This is an example of the sort of table I mean, e.g. Top 3 clients ranked by newest start date (at 31/10/18):
Client | Start date | Number of employees using our system this month | % of employees using our system |
Client X | 20/10/18 | 500 | 25% |
Client Y | 30/09/18 | 50 | 50% |
Client Z | 01/10/18 | 100 | 75% |
I achieved this table by using the Top N Filter in the Visualisation panel.

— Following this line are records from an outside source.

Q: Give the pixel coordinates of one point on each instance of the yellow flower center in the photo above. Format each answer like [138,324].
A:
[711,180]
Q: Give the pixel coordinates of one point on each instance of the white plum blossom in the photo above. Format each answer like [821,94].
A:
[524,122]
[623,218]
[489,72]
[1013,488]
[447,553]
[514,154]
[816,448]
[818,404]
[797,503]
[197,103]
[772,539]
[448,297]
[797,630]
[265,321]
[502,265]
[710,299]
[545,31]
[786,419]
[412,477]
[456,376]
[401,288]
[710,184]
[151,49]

I have more tables showing the data ranked by different columns, e.g. Top 3 clients ranked by % of employees using system (at 31/10/18):
Client | Start date | Number of employees using our system this month | % of employees using our system |
Client V | 14/07/18 | 400 | 90% |
Client Z | 25/08/18 | 100 | 75% |
Client W | 01/05/18 | 500 | 60% |
I want to add a new column to the tables which says whether the client is a new entry into the table since last month or has moved up or down since last month. E.g. in the first table, client X would be a new entry since the previous month.

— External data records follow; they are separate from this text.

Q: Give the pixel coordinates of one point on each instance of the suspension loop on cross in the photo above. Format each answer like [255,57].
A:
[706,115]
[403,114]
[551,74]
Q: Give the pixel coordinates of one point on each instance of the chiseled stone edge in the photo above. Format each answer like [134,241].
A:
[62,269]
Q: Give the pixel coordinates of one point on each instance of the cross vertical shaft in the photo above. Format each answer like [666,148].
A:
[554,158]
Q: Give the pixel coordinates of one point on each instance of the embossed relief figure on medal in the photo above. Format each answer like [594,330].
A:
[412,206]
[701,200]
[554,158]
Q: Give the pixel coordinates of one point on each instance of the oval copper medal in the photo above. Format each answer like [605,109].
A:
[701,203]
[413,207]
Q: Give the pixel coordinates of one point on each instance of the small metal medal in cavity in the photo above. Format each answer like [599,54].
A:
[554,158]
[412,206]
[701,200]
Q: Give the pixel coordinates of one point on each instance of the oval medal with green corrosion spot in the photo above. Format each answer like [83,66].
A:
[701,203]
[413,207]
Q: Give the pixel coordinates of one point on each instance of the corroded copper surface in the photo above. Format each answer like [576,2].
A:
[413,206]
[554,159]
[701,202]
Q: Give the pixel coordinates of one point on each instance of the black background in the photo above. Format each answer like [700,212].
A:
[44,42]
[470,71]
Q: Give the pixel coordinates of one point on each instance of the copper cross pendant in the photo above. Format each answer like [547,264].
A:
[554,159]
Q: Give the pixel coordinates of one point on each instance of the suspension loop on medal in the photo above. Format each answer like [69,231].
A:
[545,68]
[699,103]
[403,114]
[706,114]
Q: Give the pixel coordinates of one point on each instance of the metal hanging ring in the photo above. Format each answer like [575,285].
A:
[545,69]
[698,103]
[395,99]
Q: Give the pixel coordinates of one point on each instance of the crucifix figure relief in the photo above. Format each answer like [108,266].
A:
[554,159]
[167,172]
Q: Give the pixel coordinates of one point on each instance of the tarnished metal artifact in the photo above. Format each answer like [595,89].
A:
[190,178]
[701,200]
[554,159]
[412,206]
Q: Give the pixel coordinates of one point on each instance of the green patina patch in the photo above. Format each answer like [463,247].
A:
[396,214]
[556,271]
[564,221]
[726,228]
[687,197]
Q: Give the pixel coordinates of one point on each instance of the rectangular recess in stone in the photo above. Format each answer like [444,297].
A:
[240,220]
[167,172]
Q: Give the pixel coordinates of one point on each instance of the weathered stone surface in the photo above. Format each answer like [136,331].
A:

However I am unsure how to approach this. Any help is gratefully received - thank you.
Solved! Go to Solution.
Hi @Anonymous,
You can download my file: https://1drv.ms/u/s!AiiWkkwHZChHjzu9uSQ7lZXDaqXY
Your data consists of snapshots taken at each month end, so i added a new column containing the snapshot date and added a 3 calculated columns where ranking is pre computed to speed up the calculation.
Did I answer your question correctly? Mark my answer as a solution!
Proud to be a Datanaut!
As a start, I'm thinking you should use the RANKX dax function in a custom column instead of using the TopN visualization filter so you can have the rank of the dates in your table. Something like this:
DateRank = RANKX(Table1, Table1[Start date])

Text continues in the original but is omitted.